Baseball is the sport of magic and mystery. You'll never see a football movie where a guy hears voices and ruins his farm to build a football field, unwittingly allowing him to violently collide with his father one last time. Basketball is tethered to raw athleticism. Allen Iverson, the oldest player in the history of the NBA (without looking it up), was just 34 when he left the NBA -- that wouldn't even make him old enough to be a Brian Sabean-related punch line.
But in baseball ... things are beautiful.
No, no. I mean, the balance of finesse, athleticism, and narrative. Baseball is the kind of game where a guy who is almost 40 and coaching high schoolers can give pro ball one more shot in a totally honest and non-orchestrated-by-Disney kind of way. Baseball is the kind of game where a five-foot-one, 19-year-old from Japan can win a game if her knuckler is dancing. Yes, raw strength and athleticism is still the main currency of baseball, but there's just enough artistry and finesse to allow for things you wouldn't see in other sports.
The Angels are expected to call up 29-year-old right-hander Jerome Williams from triple-A Salt Lake Wednesday to fill the roster spot vacated by right-hander Trevor Bell, who was optioned to Salt Lake after throwing 4 1/3 innings of two-run, six-hit relief in Tuesday night's 7-3 loss to the Texas Rangers.

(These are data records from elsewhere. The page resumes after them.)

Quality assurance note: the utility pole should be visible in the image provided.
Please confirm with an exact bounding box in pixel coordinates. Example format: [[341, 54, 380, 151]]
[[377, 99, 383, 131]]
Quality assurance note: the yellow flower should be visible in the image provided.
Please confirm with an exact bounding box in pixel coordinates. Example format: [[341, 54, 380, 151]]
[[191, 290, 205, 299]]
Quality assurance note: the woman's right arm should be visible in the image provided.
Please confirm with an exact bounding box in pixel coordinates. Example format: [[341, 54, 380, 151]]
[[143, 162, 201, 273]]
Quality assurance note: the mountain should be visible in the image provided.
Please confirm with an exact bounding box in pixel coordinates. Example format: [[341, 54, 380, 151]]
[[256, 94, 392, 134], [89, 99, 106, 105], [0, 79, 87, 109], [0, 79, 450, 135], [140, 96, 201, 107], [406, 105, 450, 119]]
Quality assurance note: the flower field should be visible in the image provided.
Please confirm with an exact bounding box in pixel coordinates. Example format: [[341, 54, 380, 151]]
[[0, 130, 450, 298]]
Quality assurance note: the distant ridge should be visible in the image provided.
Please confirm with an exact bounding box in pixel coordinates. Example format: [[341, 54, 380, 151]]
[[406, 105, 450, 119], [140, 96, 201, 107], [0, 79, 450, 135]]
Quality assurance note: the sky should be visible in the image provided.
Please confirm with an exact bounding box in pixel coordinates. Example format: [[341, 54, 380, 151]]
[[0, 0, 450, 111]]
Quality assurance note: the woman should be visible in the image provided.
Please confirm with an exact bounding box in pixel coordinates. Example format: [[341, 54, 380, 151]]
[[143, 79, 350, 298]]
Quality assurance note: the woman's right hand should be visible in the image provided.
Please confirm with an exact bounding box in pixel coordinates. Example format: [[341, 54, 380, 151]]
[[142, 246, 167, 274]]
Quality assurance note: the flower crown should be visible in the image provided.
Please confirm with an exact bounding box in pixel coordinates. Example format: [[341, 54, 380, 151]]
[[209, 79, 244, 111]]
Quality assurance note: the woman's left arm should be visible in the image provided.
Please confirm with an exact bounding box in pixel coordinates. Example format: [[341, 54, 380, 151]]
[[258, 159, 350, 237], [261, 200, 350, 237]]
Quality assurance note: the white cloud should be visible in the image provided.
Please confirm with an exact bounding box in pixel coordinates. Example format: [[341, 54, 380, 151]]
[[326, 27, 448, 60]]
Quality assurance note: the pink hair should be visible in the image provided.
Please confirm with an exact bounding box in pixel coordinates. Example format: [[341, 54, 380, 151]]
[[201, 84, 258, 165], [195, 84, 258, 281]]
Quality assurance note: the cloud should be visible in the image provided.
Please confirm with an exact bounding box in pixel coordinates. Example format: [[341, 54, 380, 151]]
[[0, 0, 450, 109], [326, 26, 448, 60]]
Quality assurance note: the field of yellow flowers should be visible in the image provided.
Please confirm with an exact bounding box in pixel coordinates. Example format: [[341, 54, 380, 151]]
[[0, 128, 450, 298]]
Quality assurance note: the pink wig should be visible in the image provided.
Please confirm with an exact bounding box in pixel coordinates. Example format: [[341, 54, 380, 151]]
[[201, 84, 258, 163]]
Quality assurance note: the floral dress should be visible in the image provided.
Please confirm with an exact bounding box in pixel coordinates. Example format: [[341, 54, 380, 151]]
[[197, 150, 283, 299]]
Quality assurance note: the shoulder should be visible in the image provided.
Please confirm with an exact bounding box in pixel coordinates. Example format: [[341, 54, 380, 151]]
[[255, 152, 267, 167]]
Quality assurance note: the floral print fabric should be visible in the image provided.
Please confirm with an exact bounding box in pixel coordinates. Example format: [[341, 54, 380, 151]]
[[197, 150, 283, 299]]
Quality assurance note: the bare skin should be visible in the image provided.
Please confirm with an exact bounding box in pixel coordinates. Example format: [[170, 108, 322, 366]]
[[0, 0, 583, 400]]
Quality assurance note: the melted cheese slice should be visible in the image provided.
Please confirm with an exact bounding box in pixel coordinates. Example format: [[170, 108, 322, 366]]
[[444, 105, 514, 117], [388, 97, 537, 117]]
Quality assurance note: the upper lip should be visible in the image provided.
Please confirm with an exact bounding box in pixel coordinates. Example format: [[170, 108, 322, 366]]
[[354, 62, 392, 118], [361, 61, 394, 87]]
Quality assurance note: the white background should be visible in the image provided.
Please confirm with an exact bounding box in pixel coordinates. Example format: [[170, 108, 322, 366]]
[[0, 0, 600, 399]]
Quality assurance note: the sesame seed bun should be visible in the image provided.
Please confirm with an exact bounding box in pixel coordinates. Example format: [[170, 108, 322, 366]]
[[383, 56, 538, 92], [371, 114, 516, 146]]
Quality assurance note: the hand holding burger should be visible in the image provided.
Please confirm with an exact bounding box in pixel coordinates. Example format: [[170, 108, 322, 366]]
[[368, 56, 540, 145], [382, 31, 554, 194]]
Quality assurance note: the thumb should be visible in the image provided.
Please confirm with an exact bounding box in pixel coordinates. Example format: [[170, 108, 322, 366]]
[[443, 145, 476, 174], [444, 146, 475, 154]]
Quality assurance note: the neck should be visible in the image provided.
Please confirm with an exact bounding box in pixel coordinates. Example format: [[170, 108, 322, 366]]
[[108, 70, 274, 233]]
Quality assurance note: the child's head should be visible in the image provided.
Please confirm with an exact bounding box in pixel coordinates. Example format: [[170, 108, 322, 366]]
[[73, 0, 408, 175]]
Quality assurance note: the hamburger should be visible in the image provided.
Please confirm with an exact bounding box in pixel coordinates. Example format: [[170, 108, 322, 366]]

Williams hasn't been in the majors in four seasons. He hadn't even pitched in the minors for a couple seasons. But he showed up in the Angels' system this year, and he's pitched well:
Don't be too concerned about the home runs -- in Salt Lake City, it's still considered a shutout if the pitcher allows six solo home runs. And for all of that talk about finesse and style points, Williams is throwing 94 mph in the ninth inning of his starts. He's not exactly trying to come back on the Livan Hernandez, 65-mph curveball plan.
This is the year of the comeback pitcher, then. Ryan Vogelsong is among the league leaders in ERA this season, despite leaving the majors five years ago with a busted arm and one of the worst performance records in history. Dontrelle Willis went from pleasant memory to viable major-league starter when no one was looking. And Jerome Williams is back in the majors.
Maybe this isn't going to impress anyone who isn't a Giants, Cubs, or Nationals fan. But even if you don't remember Jerome Williams as a pitcher, you can think of him as a reminder that baseball is a weird game that likes to mess with your minds. It's the one sport where "Remember that guy?" can turn into "Wait, that guy is playing for my team?" with more frequency than any other sport, and it's beautiful.